Наверно оттого, что Михаил был таким правильным, как только может представляться деревенским жителям работящий, серьёзный и вдумчивый муж, мать Надежды даже для приличия за дочь не поревела, а прохлопотала все дни с поджатыми губами, совершенно затюкав, наоборот, как-то вдруг осевшего отца. Вроде бы и свадьба для их семьи была уже третья, — кроме брата Ваньши, уехавшего куда-то строить неведомые города, старшие сёстры были вовремя и в очередь пристроены, — но папаша тосковал, явно тосковал по любимой дочке… Свадьба шла как по колее. И в первый день, после того, как жених с дружками где силой, где подкупом, всё же сел рядом с невестой, то, за неимением попа, отец и мать сами отчитали уже незнакомые молодым молитвы и благословили их иконами. Только вот не нашлось иконы Спасителя, её заменили на Николая-Угодника. Кто бы на это обратил внимания… Свадьбу гуляла вся деревня. Гуляли широко, пели протяжные хохлядские песни за сколоченными вдоль стен горницы столами, покрытыми невыбеленными холстами, а плясать под ядрёные русские частушки выходили во двор. Было удивительно мирно, кажется, даже мошкара в эту плотную от пожеланий и намёков ночь никого не трогала. Ни единой драки.
И только была та свадьба 21 июня 1941 года. На второй день, когда уже жених под прибаутки и хохотушки пальцами выковырял из чурбака глубоко вбитую ребром мелочь, а новобрачная ублажила гостей пышным пирогом с фантами и загадками, вдруг прискакал с парома на толстой, чёрной от пота кобылёнке почтальон и гаркнул прямо в народ: «Война!»…
Мишу, её Мишу взяли в район ровно через месяц. Их, двадцать призывников, всех в белых рубашках, везли на одном длинном баркасе, а провожающие односельчане на десятках лодок плыли через вздутую мутную от своего изобилия Обь поодаль. В какой-то лодке гармонь пьяно нащупывала плясовую, но никто не подхватывал. Все всю дорогу молчали. Молчали и потом, у райсовета, когда молоденький и весь какой-то дёрганый офицерик, в новеньких скрипучих ремнях, рвано и бестолково кричал деланным баском о советской Родине и долге. Запомнилось его кукольное лицо и этот ненастоящий, словно из живота голосок. И, лишь когда длинный — в километр, не менее — неровный, изломанный неумением равняться строй из семисот, испуганных новым званием воинов, парней и мужиков потянулся вниз, под гору к пристани, где уже ждал, дымя огромной полосатой трубой и похлопывая от нетерпения колёсами, томский пароход, все разом закричали. Кричали страшно, натужно. Бабы вопили и выли так, словно уже знали: из этих семисот вернутся лишь пятнадцать.
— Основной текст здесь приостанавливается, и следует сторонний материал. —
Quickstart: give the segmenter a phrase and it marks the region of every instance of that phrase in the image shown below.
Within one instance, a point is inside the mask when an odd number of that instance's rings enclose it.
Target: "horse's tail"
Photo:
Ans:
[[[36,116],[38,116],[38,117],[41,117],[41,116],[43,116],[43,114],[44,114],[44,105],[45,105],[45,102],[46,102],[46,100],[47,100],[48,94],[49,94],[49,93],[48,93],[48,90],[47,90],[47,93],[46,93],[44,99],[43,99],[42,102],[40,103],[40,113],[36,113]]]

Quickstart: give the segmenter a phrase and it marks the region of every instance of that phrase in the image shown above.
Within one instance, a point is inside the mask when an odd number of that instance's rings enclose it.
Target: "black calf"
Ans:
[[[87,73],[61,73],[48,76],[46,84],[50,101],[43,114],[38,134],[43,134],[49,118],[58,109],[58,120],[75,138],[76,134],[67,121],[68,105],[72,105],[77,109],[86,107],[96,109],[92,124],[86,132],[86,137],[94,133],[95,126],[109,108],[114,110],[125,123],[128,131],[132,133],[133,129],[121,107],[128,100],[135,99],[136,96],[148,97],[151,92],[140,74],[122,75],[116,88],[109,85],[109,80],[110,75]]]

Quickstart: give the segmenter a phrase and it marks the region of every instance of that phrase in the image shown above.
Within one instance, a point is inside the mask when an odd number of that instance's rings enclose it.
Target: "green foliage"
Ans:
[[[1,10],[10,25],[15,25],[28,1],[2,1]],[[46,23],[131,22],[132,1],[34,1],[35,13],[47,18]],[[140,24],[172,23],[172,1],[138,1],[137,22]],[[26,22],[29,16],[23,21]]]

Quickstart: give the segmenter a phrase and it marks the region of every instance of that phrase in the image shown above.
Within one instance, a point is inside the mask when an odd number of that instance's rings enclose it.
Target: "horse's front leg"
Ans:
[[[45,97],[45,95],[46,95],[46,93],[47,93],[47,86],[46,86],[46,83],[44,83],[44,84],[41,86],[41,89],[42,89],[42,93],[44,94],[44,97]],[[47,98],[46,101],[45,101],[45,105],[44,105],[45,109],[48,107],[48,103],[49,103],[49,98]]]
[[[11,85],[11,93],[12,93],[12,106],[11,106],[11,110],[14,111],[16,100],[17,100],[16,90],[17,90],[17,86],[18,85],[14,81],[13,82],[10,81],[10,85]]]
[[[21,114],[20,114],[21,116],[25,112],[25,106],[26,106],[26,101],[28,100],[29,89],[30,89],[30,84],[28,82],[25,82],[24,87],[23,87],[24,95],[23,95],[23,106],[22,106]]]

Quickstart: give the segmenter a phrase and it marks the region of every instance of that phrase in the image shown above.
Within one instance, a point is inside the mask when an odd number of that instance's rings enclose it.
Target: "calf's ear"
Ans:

Надежда не получила от своего мужа ни одного письма. В октябре на той же чёрной лошади почтальон привёз похоронку. Сунул и поскакал обратно. Ей самой было странно, но она перед этим ничего не почувствовала. И в этот момент тоже. Как будто неправда какая-то. Обида.
Домой к родителям Надежда не вернулась. Перезимовала в своей вдовьей хатёнке первый раз. Перезимовала во второй. Под вторую весну стал к ней под разными предлогами заглядывать конюх Петруха. Страшно худой, из-за грыжи не взятый на войну, он, наверно, был в общем-то жутко смешон, когда не находя слов, просто по полчаса сидел на лавке около окна, и только молчал, приглаживая красной негнущейся пятернёй постоянно прилипающую ко лбу редкую белесую чёлку. Ей было неуютно от его присутствия, от этого вечно жалкого, только просящего взгляда. Но и выгнать вот так просто, из-за того, что Петруха был нетрезв, было невозможно. Ведь, действительно, до свадьбы не было у её Михаила преданнее дружка, чем этот Петруха. Он был самым верным Мишиным заплечником, ходил хвостом, был тенью везде и во всём, кроме как сватовства. Да, до свадьбы. А на свадьбе даже на второй день догуливать не пришёл. И с ней, уже как уже Мишиной женой, здоровался только издали, не подходя. Но улыбчиво.